Superfund Research Program
Chloro-Organic Degradation by Polymer Membrane Immobilized Iron-Based Particle Systems
Project Leader: Dibakar Bhattacharyya
Grant Number: P42ES007380
Funding Period: 2000-2019
This project has successfully demonstrated effective methods for the destruction of toxic, chlorinated organics through comprehensive mechanistic probing of both oxidative (free-radical reaction pathways) and reductive (zero-valent nanoscale metals) dechlorination systems. Dr. Bhattacharyya and his lab have made highly significant advances in two areas of free-radical -based oxidative destructions: (1) immobilization of iron-chelate for biphenyl destruction using functionalization of either silica particles or polymeric membranes, (2) a new approach to make iron chelate (gluconic acid) and hydrogen peroxide enzymatically for potential, on-site Superfund site applications. Such on-site oxidant generation system would eliminate the need for hazardous material transport and storage. For example, the researchers' laboratory results showed over 80% dechlorination of dichlorobiphenyl and formation of various non-toxic organic acids.
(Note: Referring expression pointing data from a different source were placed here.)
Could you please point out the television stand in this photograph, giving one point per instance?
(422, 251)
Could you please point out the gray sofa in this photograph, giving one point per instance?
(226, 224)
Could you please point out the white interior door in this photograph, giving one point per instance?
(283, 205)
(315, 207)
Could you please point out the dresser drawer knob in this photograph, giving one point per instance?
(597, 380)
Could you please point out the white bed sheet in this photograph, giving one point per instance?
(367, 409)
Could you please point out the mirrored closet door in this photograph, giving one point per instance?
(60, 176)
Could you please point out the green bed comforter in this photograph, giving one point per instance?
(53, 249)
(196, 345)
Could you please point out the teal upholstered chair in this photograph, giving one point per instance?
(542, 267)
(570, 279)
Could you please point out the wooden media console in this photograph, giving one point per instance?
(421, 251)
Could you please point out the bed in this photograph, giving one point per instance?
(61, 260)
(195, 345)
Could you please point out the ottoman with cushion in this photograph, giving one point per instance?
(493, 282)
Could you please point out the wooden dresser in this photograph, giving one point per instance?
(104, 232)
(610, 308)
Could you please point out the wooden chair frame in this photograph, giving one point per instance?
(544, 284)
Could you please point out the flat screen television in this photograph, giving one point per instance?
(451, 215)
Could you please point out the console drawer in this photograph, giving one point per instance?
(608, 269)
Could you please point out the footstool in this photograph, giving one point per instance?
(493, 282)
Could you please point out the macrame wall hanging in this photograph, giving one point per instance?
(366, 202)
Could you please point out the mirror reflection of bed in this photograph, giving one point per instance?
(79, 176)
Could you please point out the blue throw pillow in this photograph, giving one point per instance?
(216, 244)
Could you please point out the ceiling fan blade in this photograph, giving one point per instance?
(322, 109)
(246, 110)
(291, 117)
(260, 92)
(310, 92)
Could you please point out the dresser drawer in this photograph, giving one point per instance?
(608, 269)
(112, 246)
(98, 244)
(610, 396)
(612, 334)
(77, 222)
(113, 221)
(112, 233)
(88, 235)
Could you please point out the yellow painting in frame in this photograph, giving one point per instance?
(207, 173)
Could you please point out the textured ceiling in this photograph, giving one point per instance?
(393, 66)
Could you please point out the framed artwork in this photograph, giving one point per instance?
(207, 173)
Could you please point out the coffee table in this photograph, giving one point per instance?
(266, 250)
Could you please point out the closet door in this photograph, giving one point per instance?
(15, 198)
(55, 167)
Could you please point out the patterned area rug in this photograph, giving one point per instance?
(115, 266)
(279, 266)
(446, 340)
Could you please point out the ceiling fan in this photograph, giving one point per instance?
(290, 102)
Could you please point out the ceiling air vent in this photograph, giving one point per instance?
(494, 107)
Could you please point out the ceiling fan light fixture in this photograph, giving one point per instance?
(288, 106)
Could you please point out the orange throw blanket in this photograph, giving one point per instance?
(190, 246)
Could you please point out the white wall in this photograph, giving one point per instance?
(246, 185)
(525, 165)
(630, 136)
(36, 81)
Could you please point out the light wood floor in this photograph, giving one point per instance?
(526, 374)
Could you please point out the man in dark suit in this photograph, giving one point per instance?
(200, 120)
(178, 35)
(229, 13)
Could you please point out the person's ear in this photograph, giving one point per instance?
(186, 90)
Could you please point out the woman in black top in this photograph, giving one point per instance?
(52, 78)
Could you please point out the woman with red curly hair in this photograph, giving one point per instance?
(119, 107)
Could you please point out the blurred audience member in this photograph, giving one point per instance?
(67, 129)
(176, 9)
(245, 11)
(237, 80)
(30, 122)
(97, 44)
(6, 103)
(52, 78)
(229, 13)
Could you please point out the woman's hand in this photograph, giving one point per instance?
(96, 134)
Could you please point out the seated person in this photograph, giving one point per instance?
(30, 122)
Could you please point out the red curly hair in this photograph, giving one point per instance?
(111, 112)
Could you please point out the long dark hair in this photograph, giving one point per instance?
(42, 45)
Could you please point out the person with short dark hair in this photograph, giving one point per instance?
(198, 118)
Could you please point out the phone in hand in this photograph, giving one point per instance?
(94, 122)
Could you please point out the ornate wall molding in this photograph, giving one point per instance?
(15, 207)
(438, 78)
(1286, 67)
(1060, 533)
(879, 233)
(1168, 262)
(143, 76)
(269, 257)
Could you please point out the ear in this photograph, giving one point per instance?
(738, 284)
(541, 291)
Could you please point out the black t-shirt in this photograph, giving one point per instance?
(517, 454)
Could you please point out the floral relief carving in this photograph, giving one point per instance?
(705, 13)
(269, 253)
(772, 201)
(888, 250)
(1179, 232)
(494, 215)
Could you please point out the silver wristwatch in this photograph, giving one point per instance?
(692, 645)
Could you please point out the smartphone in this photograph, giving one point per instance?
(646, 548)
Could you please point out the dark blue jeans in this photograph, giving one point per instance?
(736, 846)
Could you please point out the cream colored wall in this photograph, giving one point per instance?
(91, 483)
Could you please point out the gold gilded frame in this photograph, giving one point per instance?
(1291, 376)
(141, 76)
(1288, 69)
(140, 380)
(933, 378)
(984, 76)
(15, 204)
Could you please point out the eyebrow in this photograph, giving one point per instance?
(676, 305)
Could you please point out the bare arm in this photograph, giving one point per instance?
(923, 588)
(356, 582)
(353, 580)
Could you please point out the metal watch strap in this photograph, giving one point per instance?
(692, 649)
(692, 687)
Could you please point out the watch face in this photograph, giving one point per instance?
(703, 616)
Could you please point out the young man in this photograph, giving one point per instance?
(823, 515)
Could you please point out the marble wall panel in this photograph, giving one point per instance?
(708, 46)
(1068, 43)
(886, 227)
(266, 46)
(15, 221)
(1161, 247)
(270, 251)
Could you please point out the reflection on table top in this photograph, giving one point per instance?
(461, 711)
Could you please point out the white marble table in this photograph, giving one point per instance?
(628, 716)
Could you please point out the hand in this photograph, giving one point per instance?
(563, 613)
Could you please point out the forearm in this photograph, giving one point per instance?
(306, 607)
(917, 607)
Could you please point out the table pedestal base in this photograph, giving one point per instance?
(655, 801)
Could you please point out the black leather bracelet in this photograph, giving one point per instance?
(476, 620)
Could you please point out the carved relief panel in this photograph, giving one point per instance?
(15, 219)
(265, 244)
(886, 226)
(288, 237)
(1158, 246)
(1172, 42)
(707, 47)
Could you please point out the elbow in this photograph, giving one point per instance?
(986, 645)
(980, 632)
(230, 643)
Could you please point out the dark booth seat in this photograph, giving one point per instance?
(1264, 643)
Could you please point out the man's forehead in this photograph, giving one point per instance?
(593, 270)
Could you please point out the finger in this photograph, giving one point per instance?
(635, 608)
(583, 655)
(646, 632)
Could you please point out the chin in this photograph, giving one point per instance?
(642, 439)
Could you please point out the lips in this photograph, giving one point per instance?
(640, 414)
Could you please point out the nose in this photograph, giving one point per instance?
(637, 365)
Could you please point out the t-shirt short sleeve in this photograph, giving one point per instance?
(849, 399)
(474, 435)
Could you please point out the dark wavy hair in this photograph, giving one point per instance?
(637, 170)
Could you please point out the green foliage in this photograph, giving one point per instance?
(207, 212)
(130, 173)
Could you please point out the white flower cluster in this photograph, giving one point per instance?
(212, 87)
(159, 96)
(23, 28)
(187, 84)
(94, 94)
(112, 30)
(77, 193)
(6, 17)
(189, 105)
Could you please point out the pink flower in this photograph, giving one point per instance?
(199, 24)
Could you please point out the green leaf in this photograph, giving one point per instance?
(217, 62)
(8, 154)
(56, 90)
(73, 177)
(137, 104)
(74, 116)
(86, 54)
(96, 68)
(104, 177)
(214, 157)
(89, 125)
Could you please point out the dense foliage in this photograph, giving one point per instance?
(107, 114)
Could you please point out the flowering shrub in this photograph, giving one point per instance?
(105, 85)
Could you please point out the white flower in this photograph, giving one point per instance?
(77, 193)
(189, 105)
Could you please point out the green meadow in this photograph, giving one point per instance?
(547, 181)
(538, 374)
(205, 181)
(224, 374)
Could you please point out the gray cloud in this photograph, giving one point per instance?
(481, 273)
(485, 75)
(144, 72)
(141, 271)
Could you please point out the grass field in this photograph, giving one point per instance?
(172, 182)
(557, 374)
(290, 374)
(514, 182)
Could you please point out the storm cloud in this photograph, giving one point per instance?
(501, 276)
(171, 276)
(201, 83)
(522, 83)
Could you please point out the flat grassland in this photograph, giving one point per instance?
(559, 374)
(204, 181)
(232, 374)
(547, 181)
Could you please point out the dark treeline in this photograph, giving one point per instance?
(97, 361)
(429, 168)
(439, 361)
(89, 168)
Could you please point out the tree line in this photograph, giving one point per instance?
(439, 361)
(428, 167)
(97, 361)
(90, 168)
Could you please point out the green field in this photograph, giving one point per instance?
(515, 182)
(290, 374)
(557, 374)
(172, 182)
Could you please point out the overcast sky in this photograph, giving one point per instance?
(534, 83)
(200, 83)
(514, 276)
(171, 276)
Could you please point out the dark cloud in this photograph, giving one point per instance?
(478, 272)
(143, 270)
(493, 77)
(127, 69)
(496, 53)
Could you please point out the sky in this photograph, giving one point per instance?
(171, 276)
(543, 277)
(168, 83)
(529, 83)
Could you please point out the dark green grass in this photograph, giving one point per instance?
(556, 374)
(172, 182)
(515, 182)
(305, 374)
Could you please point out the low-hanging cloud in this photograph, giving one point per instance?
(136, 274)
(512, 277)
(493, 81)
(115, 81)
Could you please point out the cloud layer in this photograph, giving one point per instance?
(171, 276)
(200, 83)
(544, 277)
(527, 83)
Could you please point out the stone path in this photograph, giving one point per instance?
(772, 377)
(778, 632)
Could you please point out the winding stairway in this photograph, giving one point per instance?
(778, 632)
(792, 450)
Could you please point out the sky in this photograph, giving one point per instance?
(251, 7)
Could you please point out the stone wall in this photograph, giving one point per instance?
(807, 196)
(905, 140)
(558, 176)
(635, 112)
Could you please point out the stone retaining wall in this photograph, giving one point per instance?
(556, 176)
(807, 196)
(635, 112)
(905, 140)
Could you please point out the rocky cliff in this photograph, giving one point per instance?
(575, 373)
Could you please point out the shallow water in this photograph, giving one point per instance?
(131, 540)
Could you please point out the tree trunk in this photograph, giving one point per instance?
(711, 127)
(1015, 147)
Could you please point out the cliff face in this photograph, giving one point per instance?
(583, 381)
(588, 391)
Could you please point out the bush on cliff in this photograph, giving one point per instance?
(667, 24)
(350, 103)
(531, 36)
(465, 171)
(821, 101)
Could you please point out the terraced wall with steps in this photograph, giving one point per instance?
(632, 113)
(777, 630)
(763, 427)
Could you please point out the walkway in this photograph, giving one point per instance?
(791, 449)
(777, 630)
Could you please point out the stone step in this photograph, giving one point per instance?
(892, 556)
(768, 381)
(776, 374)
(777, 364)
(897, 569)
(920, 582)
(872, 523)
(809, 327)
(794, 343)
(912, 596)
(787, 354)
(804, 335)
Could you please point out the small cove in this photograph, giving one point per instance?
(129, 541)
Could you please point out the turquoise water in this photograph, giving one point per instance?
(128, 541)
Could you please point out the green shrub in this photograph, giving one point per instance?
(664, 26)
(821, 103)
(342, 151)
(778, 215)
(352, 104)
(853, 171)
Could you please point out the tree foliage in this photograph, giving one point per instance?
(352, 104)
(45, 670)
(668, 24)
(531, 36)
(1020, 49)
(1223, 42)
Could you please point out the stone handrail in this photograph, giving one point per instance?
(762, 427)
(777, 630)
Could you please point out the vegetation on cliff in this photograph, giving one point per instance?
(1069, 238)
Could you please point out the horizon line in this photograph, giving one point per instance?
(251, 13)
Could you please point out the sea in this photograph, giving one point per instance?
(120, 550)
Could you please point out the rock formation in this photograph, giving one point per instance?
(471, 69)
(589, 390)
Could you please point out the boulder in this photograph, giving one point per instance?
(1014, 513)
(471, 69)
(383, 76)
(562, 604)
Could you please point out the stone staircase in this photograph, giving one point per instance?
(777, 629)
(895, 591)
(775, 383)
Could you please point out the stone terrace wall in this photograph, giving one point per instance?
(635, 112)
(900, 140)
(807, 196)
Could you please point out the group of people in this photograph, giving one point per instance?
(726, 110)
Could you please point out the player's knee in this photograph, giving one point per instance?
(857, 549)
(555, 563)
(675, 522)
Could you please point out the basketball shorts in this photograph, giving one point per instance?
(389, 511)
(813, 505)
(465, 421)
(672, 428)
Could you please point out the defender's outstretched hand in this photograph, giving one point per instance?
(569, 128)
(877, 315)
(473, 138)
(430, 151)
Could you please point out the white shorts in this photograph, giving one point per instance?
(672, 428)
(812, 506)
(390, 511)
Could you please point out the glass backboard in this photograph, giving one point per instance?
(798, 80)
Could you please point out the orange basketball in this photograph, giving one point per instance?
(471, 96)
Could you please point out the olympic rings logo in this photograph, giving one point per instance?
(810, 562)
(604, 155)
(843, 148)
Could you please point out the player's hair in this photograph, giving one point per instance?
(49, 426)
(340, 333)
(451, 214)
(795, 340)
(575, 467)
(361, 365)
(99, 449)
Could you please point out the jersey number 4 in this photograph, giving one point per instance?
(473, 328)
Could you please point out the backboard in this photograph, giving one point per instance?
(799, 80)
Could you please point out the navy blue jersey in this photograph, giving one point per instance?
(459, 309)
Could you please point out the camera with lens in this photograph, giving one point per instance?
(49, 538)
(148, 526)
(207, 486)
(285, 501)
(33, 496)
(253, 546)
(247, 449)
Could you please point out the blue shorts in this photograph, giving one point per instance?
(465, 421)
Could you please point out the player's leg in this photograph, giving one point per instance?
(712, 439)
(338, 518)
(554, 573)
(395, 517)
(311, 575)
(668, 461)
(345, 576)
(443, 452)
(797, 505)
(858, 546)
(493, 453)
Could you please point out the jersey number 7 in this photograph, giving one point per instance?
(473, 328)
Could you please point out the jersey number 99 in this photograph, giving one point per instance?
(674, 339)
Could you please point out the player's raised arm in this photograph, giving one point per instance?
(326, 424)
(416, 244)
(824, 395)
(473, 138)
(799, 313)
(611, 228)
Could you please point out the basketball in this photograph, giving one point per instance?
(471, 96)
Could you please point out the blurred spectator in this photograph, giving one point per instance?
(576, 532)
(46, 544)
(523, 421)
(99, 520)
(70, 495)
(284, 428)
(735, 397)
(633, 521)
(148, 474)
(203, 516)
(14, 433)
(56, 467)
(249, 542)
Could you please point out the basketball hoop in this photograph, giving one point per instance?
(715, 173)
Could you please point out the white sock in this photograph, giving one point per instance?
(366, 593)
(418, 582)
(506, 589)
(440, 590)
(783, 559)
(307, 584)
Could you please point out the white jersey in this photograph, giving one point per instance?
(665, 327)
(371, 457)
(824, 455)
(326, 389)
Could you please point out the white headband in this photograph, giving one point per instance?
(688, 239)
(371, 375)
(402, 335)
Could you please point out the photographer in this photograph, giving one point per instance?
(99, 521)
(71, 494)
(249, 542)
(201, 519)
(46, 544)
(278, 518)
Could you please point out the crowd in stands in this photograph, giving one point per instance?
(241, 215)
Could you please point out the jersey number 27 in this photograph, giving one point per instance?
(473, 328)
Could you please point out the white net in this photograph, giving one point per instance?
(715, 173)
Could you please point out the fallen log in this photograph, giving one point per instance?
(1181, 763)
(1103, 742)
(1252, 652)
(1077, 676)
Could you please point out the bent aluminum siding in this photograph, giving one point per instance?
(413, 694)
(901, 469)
Work involving reductive dechlorination involved the use of bimetallic nanoparticle systems, both membrane-supported and direct aqueous-phase symthesis. Three significant developments are: (1) direct synthesis of bimetallic nanoparticles with controlled diameters < 40 nm using membrane-based supports derived from polyligand functionalization and ion exchange, phase inversion synthesis, or electrodeposition under applied-voltage, (2) established methods to characterize bimetallic nanoparticles in the presence of a polymer support using electron microscopy to quantify the role of the second metal for bimetallic reduction mechanisms of toxic organics, (3) demonstrated complete (with product and intermediates analysis) dechlorination of trichloroethylene (TCE) and selected PCBs by nanosized metals and developed reaction model involving bimetallic (Fe/Pd, Fe/Ni) nanoparticles. High catalytic activity of Pd was confirmed by the low activation energy (experimentally evaluated) compared with other catalytic systems. Bhattacharyya's lab group has quantified the hydrogen generation from the iron corrosion reaction. For both bimetallic systems, hydrogen generation by iron oxidation depends strongly on the surface coverage of the second metal. Based on these findings, it is likely that the primary step of the reaction mechanism associated with bimetallic dechlorination involves the generation of reactive hydrogen (H) by the primary metal (Fe). Active hydrogen then reacts with the chlorinated organic on the surface of the second-metal, which is typically a hydrogenation-promoting catalyst such as Pd or Ni.
For PCB's the best strategy for Superfund sites would involve a reductive step (with Fe/Pd nanoparticles) to form biphenyl followed by oxidative treatment (iron + chelate + hydrogen peroxide) to breakdown the conjugated ring to non-toxic organic acids. In this way the formation of any intermediate chloro-organic acid could be avoided.